蒼の光 × 紫の翼【完】
わたしはお昼ごはんを済ませ、デザートを食べていた。
久しぶりの甘い物ー!
デザートはアップルパイだった。リンゴの味が砂糖の甘味に負けていない。絶品だ。紅茶の苦味もほどよくパイに合っている。
わたしはリリーちゃんにも勧めたけれど、断られてしまった。
「ひとりじゃ寂しいからさ、一緒に食べようよ」
わたしが懇願すると、渋々といった感じで席についてくれた。リリーちゃんがアップルパイを一口食べたところで話しかける。
「ねえねえ、もっと砕けて話せない?わたしはそんな大層な身分じゃないし。わたしは……17歳なんだけど、リリーちゃんは?」
「今年で16になります」
「え、じゃあ今は15歳なの?」
「左様でございます」
「……だから、その硬い話し方やめてよ?」
「いえ、そのようなことは……」
「じゃあさ、リリー様とか呼ばれていい気分になる?わたしはそんな偉い人じゃない!とか思わない?」
「…………はい」
「だからさ、硬い話し方は止めよ?歳もそんなに離れていないし。敬語じゃないといけないんでしょ?でもそこまでかしこまらなくていいから、もっと砕けて?」
「はい!かしこまり……わかりました!」
「うんうん、その調子!」
わたしたちは二人で笑い合った。
わたしからは何も教えてあげられないけど、リリーちゃんの身の上話を、自己紹介みたいな感じで聞いた。
リリーちゃんのお母さんが現王女様のお世話をしていて、リリーちゃんも侍女になったんだそうだ。
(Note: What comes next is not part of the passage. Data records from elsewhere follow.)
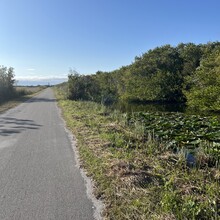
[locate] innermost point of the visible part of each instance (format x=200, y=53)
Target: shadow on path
x=9, y=126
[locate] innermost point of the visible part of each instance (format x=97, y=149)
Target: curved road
x=39, y=179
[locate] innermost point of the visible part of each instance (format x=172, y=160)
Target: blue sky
x=44, y=38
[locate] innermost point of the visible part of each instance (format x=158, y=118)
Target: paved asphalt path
x=38, y=174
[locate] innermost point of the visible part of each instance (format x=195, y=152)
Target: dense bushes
x=6, y=83
x=204, y=92
x=165, y=74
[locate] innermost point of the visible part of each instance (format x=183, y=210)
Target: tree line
x=186, y=73
x=7, y=81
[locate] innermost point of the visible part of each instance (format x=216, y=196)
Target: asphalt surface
x=39, y=178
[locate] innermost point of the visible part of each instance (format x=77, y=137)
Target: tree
x=6, y=83
x=204, y=94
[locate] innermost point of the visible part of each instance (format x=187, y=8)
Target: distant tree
x=204, y=92
x=6, y=83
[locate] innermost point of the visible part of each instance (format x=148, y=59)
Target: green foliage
x=167, y=74
x=6, y=83
x=204, y=92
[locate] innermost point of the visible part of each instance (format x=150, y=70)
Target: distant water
x=43, y=82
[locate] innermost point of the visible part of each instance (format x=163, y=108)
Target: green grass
x=136, y=176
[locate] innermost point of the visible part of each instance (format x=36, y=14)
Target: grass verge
x=136, y=176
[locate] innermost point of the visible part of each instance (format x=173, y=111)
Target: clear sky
x=44, y=38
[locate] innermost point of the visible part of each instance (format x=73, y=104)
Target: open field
x=23, y=94
x=136, y=175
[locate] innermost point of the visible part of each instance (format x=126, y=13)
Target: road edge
x=97, y=204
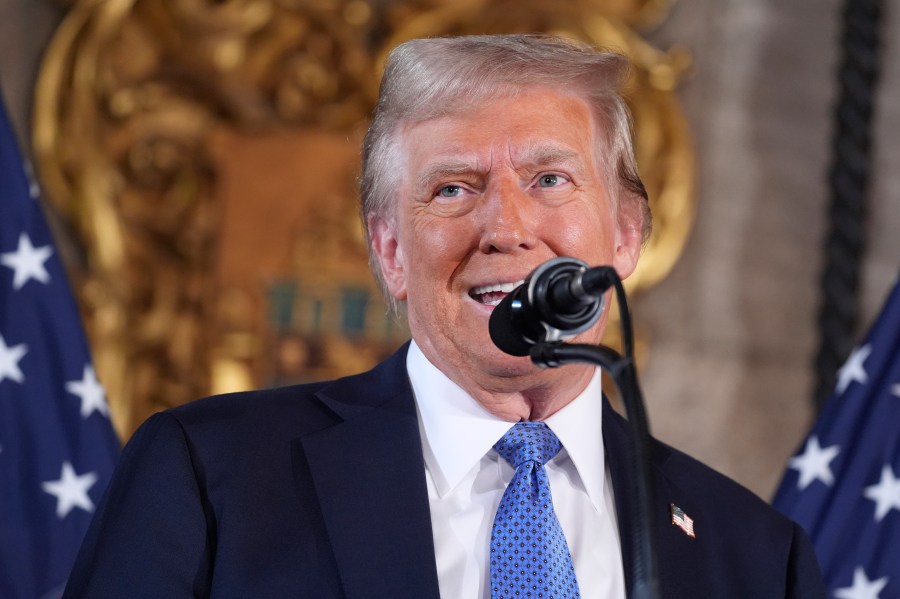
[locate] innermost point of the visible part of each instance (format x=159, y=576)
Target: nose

それに元々スバンリー家はそういう家柄だったし、お母さんに憧れて、自分から侍女に進み出たみたい。
何年やってるの?と聞いたら、
「まだ2年ですよ」
と答えられた。
ということは、13歳ぐらいからやっていることになる。
すごいね、とわたしが正直に言ったら、
「いえいえ、わたしはまだ半人前ですよ。今回、カノン様のお世話をすることになって、恐縮しています。こんなわたしがカノン様を充分にお世話できるとは思えません。
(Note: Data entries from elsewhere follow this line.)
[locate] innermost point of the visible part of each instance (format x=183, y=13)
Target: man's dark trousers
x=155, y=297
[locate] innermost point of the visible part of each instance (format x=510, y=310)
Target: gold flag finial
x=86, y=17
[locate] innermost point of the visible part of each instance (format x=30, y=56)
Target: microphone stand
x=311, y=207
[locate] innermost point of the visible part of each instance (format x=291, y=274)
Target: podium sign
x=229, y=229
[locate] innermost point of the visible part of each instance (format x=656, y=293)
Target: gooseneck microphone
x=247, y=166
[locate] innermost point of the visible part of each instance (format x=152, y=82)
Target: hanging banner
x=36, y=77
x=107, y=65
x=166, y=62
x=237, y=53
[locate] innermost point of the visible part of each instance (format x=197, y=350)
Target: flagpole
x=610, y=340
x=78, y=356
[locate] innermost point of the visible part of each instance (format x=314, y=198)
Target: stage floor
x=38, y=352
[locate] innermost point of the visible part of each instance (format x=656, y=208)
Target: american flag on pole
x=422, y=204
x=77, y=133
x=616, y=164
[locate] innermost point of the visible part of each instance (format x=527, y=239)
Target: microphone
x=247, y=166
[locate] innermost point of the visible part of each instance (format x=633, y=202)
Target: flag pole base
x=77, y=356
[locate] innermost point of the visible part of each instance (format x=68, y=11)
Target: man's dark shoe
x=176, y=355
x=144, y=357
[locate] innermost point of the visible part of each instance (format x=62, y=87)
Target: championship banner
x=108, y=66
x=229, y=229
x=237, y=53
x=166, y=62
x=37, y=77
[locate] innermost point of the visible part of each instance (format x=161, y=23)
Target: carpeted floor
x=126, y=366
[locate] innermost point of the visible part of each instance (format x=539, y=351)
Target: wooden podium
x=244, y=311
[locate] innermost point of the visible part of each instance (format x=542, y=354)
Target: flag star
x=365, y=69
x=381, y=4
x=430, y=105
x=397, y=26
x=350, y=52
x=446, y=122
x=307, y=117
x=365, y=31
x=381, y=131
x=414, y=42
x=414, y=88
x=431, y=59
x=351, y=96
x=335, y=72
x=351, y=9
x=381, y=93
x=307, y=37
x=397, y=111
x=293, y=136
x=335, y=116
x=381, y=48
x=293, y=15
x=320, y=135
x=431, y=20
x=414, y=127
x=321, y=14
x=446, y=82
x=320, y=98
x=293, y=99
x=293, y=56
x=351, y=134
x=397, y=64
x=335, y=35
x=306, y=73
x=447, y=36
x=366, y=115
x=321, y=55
でも、アルバート様にご指名されたので、逆らえませんでしたが……」
「ご、ご指名?!アルさんから?」
それも初耳だぞ?
「はい。ですが、アルバート様から言われました。これはカイル様の意思でもありますから、粗相のないように、と」
「それじゃ、責任重大だね!」
「そうなんです……これから勤まるのか心配です」
「大丈夫!わたしも出来るだけのことはするから!」
わたしは身の回りのことは自分でやってきたから、だいたいのことはできるつもりだ。
「そ、そんな!わたしたちはそれが仕事なんですよ!」
「大丈夫だってば。仕事を全部奪ったりなんかしないよ。例えばこのドレス。着方も脱ぎ方もわからないし。何もかもを奪えるわけじゃないから、ね?」
「……はい!これからよろしくお願いします!」
「うん、よろしくね!さて、アップルパイ食べよう?暖かいうちに」
「そうですね!」
わたしたちはその後もたわいない話をして、書斎室に向かった。